Nothing personal. Just different opinions. :) I wish him well.
I agree with you; I've been trying to re phrase the "most always" to something that is still honest but less negative. Fortunately I'm just an addict - I don't have ego problems to boot, so I was able to see the merit in what you were saying.
And I also had to accept the fact that not everyone is like me relative to recovery. Its just that I have done this for too many years, and when I read posts from someone new to recovery who mentions not needing after care, or keeping pills in the house to prove that they are stronger than the meds, well I want to reach through the computer screen and shake them.
You've helped many people. I commend you.

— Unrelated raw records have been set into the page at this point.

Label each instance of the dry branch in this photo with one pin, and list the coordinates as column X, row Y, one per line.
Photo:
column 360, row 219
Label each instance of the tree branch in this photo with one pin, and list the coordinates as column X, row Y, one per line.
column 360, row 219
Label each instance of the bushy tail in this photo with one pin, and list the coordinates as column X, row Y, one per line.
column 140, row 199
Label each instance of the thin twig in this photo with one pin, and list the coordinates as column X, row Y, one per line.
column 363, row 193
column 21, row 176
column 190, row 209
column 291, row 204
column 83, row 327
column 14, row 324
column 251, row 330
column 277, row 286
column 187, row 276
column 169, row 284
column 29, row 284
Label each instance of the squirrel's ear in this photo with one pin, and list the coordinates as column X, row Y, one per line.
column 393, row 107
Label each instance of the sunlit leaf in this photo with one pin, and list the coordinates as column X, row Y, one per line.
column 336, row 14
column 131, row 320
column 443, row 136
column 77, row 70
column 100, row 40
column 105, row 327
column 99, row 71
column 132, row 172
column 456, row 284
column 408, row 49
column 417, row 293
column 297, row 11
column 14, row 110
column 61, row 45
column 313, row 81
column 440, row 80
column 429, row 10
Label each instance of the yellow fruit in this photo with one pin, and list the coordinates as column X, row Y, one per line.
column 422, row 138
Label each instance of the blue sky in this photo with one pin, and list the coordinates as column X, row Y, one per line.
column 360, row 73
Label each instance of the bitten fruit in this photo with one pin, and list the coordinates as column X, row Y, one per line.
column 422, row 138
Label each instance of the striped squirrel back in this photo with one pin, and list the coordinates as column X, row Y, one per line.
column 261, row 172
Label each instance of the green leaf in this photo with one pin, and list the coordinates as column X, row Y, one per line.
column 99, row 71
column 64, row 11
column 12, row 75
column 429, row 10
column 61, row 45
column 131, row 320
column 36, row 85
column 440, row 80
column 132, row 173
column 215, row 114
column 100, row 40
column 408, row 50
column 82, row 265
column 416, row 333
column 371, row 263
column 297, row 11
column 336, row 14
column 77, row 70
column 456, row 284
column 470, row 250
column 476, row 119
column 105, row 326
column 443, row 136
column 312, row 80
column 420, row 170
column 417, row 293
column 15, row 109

Kyle/Shelly You are both correct there is no one size fits all here. Each person crying out for help for a problem needs to be dealt with in a way that will help them. Everyone is different and to that end any advice given should be given as to what the person has posted.
Big congrats on doing one of the hardest things there is to do . Keep it up...and as others have said...keep your guard up!
thanks to everyone for their thoughts! each & everyone of you has something i/we can use going forward in this "one-day-at-at-time" journey....whether it's someone on day 2 reminding me/us how awful it was, or someone who's been down the road already, seen the potholes & roadblocks, & made it through to where they are today. yes- proper aftercare, keep my/our guard up, watch out for triggers, etc...you guys are the best. much respect to all of you!
Nice post. AA/NA works when people work the program. But it isn't for everyone. My ex had 5 years sober with AA but when he got complacent and started skipping meetings, he eventually relapsed and had 12 years of hell (and put his family through it as well.) My uncle was nearly dead from alcohol. Back then, they gave you a lot of pills to get through that and he wound up addicted to them. He is over 50 years sober from both and is still involved in AA. His wife continued to drink through those years and he never relapsed and credits AA to his success.
Years ago I tried AlAnon to help cope with my ex-husband's alcoholism but found it really wasn't for me. At least the meetings. But I did use some of the strategies I learned there and even now, all these years later, I still use a lot of the 12-step stuff to help me.
You sound committed and determined and hitting the gym helps on many levels. Keep up what you're doing and if you feel you ever need it, AA/NA is always there. Or other aftercare. This is a great forum and this and the pain management forum helped me get off narcotics. I never abused them but was on such high doses of so many meds for pain I was afraid at some point I'd go from dependence to addiction. After researching and reading other people's stories, I realized, for me personally, I'd rather manage my pain in other ways. I agree with you that everyone has something to offer and everyone's path is slightly different. All the best.
Reading your post gives me hope, bc at the moment it's a dark gloomy place. Congraulations and thanks for sharing.